I think people do love to dunk on it. It’s the fashion, and it’s normal human behaviour to take something popular - especially popular with people you don’t like (e.g. j this case tech companies) - and call it stupid. Makes you feel superior and better.
There are definitely documented cases of LLM stupidity: I enjoyed one linked from a comment, where Meta’s(?) LLM trained specifically off academic papers was happy to report on the largest nuclear reactor made of cheese.
But any ‘news’ dumping on AI is popular at the moment, and fake criticism not only makes it harder to see a true picture of how good/bad the technology is doing now, but also muddies the water for people believing criticism later - maybe even helping the shills.

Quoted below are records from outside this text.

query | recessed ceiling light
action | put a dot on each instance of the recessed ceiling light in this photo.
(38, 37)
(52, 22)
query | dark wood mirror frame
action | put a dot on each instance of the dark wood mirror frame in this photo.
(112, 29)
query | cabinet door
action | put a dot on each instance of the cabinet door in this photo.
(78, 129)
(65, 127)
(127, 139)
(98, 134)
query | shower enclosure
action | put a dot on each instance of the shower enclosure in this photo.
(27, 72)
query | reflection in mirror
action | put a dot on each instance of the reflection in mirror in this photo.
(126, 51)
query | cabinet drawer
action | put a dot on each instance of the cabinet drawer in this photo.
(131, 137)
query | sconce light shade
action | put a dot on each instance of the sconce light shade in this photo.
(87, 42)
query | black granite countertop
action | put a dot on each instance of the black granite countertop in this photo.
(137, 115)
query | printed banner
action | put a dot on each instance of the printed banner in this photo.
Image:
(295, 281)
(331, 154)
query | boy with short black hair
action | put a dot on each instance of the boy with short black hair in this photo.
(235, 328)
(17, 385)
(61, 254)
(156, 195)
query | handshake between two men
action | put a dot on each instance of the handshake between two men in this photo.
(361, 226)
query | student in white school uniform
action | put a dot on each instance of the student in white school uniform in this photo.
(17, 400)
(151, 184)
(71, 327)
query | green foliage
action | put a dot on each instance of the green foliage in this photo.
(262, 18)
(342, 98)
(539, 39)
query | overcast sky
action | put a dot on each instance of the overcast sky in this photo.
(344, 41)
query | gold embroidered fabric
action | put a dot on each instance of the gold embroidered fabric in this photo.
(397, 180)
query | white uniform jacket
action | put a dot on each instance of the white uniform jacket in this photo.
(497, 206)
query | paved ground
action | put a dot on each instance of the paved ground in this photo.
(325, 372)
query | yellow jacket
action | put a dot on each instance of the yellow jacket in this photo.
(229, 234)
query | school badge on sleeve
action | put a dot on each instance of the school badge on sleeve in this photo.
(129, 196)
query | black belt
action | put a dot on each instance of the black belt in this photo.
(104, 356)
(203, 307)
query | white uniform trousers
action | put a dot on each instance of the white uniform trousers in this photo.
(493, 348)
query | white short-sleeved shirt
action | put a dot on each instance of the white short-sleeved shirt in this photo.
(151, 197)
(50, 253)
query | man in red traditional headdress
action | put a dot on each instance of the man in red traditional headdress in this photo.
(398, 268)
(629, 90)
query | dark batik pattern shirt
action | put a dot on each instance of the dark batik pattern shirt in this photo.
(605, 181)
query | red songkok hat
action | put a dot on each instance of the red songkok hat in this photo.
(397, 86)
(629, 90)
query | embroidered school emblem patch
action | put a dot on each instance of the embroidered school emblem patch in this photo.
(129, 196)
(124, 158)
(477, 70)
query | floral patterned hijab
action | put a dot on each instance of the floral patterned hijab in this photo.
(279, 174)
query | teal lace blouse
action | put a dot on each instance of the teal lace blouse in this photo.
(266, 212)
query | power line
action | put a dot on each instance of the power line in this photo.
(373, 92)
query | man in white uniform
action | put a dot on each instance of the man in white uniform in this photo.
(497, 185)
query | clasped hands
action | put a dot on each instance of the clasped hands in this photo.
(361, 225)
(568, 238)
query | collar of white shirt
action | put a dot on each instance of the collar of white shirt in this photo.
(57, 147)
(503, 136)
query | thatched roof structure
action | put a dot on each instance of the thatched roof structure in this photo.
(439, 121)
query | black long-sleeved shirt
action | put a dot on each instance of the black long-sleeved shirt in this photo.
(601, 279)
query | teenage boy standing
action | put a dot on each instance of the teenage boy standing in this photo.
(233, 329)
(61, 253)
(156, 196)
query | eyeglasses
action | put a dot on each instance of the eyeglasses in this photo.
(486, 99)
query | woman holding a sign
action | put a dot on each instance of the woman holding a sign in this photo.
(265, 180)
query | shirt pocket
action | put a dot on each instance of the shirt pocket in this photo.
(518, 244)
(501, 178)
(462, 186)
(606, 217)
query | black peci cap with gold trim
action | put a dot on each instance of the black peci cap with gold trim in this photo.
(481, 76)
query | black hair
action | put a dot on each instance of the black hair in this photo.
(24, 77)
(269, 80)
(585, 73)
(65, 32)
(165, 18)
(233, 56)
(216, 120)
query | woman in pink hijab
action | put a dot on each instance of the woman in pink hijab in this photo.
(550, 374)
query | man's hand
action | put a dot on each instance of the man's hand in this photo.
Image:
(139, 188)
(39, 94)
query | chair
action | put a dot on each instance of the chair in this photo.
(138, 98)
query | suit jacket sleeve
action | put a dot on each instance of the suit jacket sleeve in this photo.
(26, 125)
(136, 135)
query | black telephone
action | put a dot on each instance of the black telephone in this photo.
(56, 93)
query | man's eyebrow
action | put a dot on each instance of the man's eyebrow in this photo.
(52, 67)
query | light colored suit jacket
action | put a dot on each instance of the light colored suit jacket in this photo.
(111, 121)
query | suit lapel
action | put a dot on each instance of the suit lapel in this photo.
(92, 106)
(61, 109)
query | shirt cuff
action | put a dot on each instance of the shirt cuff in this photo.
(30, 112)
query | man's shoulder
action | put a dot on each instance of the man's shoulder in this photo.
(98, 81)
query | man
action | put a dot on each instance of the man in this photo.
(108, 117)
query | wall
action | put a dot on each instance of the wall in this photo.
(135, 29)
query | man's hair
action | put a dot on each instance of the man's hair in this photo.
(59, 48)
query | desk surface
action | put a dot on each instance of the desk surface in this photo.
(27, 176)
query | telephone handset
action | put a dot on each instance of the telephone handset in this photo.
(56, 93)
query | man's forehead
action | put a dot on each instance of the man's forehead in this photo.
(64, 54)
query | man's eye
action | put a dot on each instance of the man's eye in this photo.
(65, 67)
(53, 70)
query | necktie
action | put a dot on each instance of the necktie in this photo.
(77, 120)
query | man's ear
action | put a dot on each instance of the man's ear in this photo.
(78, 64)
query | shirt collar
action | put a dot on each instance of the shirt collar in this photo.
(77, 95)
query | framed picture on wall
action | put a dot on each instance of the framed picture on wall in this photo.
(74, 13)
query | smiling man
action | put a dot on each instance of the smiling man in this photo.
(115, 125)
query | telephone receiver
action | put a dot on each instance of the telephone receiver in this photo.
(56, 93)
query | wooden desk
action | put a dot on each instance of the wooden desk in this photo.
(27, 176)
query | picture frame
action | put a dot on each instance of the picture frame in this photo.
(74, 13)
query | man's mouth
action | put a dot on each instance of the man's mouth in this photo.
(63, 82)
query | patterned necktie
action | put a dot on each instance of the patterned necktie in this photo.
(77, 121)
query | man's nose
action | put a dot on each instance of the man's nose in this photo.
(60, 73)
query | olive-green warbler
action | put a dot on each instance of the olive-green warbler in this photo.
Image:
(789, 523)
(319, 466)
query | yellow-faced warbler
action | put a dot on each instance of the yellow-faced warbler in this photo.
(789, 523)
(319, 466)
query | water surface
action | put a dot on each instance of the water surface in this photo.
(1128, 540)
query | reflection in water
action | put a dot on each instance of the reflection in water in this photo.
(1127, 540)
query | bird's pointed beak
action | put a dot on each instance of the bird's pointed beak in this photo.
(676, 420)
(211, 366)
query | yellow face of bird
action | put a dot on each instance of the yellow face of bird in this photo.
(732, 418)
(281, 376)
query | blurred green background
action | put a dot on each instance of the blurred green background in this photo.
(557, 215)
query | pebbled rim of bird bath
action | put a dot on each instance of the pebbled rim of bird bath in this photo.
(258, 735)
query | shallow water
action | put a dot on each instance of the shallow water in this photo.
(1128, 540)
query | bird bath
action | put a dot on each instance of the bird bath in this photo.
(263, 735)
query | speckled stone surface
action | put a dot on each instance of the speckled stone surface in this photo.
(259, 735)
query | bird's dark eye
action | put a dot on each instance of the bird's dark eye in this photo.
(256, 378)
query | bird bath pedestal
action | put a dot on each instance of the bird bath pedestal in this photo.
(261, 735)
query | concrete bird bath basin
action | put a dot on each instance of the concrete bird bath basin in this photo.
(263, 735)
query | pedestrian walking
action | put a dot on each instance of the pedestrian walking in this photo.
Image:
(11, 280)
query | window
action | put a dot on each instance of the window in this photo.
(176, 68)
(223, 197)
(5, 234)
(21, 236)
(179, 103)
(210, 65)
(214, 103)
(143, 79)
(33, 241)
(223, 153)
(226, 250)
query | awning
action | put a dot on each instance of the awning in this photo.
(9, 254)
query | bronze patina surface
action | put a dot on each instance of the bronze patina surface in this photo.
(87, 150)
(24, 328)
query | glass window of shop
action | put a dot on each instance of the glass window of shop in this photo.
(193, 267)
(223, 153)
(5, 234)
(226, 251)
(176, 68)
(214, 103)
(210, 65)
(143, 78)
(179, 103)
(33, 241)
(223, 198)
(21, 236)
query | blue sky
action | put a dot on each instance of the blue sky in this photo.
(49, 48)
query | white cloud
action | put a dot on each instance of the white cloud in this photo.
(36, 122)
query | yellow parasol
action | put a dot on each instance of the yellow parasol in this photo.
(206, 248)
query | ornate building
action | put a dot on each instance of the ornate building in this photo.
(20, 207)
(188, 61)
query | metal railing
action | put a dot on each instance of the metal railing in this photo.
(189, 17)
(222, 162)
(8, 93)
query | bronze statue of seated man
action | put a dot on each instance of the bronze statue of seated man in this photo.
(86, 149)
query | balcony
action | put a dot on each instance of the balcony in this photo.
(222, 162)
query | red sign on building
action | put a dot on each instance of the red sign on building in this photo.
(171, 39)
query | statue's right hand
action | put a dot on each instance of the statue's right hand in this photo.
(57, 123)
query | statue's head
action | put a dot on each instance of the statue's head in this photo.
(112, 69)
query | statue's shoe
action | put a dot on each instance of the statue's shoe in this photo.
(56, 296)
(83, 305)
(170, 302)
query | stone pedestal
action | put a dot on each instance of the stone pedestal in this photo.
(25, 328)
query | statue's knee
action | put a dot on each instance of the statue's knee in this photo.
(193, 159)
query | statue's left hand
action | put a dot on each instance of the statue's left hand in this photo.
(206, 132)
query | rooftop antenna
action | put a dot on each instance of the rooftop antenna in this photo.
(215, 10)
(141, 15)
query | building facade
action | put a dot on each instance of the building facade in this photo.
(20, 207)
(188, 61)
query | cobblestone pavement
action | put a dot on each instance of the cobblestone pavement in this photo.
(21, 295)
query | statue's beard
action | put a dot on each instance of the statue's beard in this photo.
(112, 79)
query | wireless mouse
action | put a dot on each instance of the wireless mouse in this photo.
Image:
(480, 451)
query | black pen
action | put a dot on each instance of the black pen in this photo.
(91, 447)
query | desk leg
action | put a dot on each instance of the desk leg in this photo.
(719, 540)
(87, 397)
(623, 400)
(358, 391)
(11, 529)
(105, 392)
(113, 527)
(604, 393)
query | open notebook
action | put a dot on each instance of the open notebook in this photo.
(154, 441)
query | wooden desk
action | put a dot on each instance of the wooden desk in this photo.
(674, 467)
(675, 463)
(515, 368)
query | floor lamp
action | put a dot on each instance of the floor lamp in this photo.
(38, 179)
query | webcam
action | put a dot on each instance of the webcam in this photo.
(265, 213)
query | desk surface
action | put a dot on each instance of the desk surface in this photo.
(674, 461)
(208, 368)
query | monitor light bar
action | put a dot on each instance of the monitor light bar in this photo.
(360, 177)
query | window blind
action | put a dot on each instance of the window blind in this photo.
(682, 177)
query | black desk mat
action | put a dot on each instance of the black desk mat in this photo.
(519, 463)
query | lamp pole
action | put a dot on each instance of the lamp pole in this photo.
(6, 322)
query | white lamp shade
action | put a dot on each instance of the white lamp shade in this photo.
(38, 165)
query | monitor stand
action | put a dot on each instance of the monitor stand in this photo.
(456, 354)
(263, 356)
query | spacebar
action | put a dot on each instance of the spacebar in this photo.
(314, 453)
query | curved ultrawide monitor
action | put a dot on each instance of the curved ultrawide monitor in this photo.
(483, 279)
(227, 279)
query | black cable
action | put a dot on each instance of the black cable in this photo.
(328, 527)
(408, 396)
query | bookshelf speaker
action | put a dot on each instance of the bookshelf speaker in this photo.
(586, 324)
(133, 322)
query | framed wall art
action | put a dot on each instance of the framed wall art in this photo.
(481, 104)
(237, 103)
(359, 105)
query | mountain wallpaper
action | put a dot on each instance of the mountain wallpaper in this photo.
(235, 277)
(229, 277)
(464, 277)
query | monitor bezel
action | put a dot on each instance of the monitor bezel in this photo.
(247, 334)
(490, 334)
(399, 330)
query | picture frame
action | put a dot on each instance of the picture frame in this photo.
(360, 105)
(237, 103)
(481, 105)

This image was faked. Check the post update.
Turns out that even for humans knowing what’s true or not on the Internet isn’t so simple.
Yes we know. We aren’t talking about the authenticity of the meme. We are talking about the fundamental problem with “AI”
You’re kind of missing the point. The problem doesn’t seem to be fundamental to just AI.
Much like how humans were so sure that theory of mind variations with transparent boxes ending up wrong was an ‘AI’ problem until researchers finally gave those problems to humans and half got them wrong too.
We saw something similar with vision models years ago when the models finally got representative enough they were able to successfully model and predict unknown optical illusions in humans too.
One of the issues with AI is the regression to the mean from the training data and the limited effectiveness of fine tuning to bias it, so whenever you see a behavior in AI that’s also present in the training set, it becomes more amorphous just how much of the problem is inherent to the architecture of the network and how much is poor isolation from the samples exhibiting those issues in the training data.
There’s an entire sub dedicated to “ate the onion” for example. For a model trained on social media data, it’s going to include plenty of examples of people treating the onion as an authoritative source and reacting to it. So when Gemini cites the Onion in a search summary, is it the network architecture doing something uniquely ‘AI’ or is it the model extending behaviors present in the training data?
While there are mechanical reasons confabulations occur, there are also data reasons which arise from human deficiencies as well.